First, consider a window's shape. Irregularly shaped windows, such trapezoidal windows or a curved wall of windows, present unique challenges for shading. For standard double-hung windows, which are common in all styles of houses, any type of shade can be compatible. However, for hinged windows like awnings, it’s important to consider what shades will accommodate how the windows open. Some window treatments are impractical for certain kinds of windows, like wood blinds on a curved window or manual shades on hard-to-reach windows/ Roman shades on a slanted window. However, shades can be tailored to fit unique and irregularly shaped windows, including curvilinear clerestory windows and other arched windows. Lutron’s service providers offer shades that can be customized to fit even irregular spaces.
Color and openness
Specifiers should also think about fabric performance properties such as color and openness, which play important roles in light transmission, glare reduction, and visibility. Openness is a measurement of the tightness of a fabric’s weave, which corresponds to its ability to filter in light. Solar shades can be woven precisely to let more or less light into a space. The more light comes through a fabric, the less privacy users have—and the greater the connection with the surroundings. The tighter the weave, the less light comes through, proffering greater privacy, less visibility, and more light reflected away, keeping the space cooler.
“Color has an enormous and counterintuitive impact on a shade’s general performance,” explains Goldblatt. There’s a common—and true—perception that darker fabrics mean greater heat gain. But in fact, they have lower visual light transmission (Tv), which means they reduce glare and improve connection to surroundings. A living room with a skyline view that gets intense sun during the afternoon might be a candidate for a dark shade, which would allow residents to enjoy their view without the glare or UV absorption. However, the darker the fabric, the more light will be absorbed, the hotter the fabric will get, and the less the shade will mitigate thermal buildup from the sun on the interior.
Lighter colors are advantageous in indirect light environments with less need for glare reduction. They reflect more solar radiation, preserving indoor temperatures while reducing visibility. Designers can also choose dual-sided fabrics, which have one color on the exterior and another on the interior, to meet all of their clients’ needs. “If your objective is to have both incredible light reflectivity to keep the space cool, and an incredible connection to your outdoor surroundings, ideally you'd choose a white exterior and a dark gray interior. Several fabrics in Lutron’s collection can do that, including many twills, such as Basketweave 27 and T screen.”

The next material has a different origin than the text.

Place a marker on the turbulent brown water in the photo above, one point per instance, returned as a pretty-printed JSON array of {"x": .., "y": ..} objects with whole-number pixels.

Light-colored fabrics reflect solar radiation to keep the interior cool in direct sunlight.
Accessibility & Automation Integrations
A study conducted by the US Department of Energy found that 75% of manual residential window coverings remain in the same position every day. Participants reported initially moving them to meet a privacy need or to reduce glare, and then rarely adjusting them. “People just do not move their shades unless they’re automated,” explains Goldblatt. Why? “I think we've all probably tried to control a Venetian blind or a mini blind with those string mechanisms, which are a pain, and also a child hazard,” he continues. But when people don’t adjust their shades, they don’t get the benefits of daylight management.
Automation allows people to create the right amount of light for any activity, synchronize with daylight cycles, anticipate needs for glare reduction and privacy, and integrate all of this into a single push-button process. Designers can talk to their clients about the ways that they use their spaces so that they understand the full benefits of automation.
The more complex the shade and the more inaccessible the window, the greater the benefit from automation. Homes with angled or skylight windows, many windows, or windows with multiple shades, can improve accessibility by incorporating automation. “There might be a solar shade, a roller, and then drapery on the outside, with layered textures and colors,” explains Goldblatt. “Every time you add another layer, you're multiplying the benefits of automation.”
Shades can be set to move on schedules, depending on the day of the week or time of year to create a seamless connection with the outdoors and make the most of daylight. For example, blackout shades in a bedroom can be set to raise 10% when a person wants to wake up. This would allow them to rise gradually without being jolted awake by the full harshness of the morning sun. Or a family may want shades up during the day to enjoy a connection with the outdoors, but down for privacy at dinner. They can also be set based on residents’ geolocation, keeping shades raised when they are home and lowered when they leave to avoid unnecessary UV damage to furniture.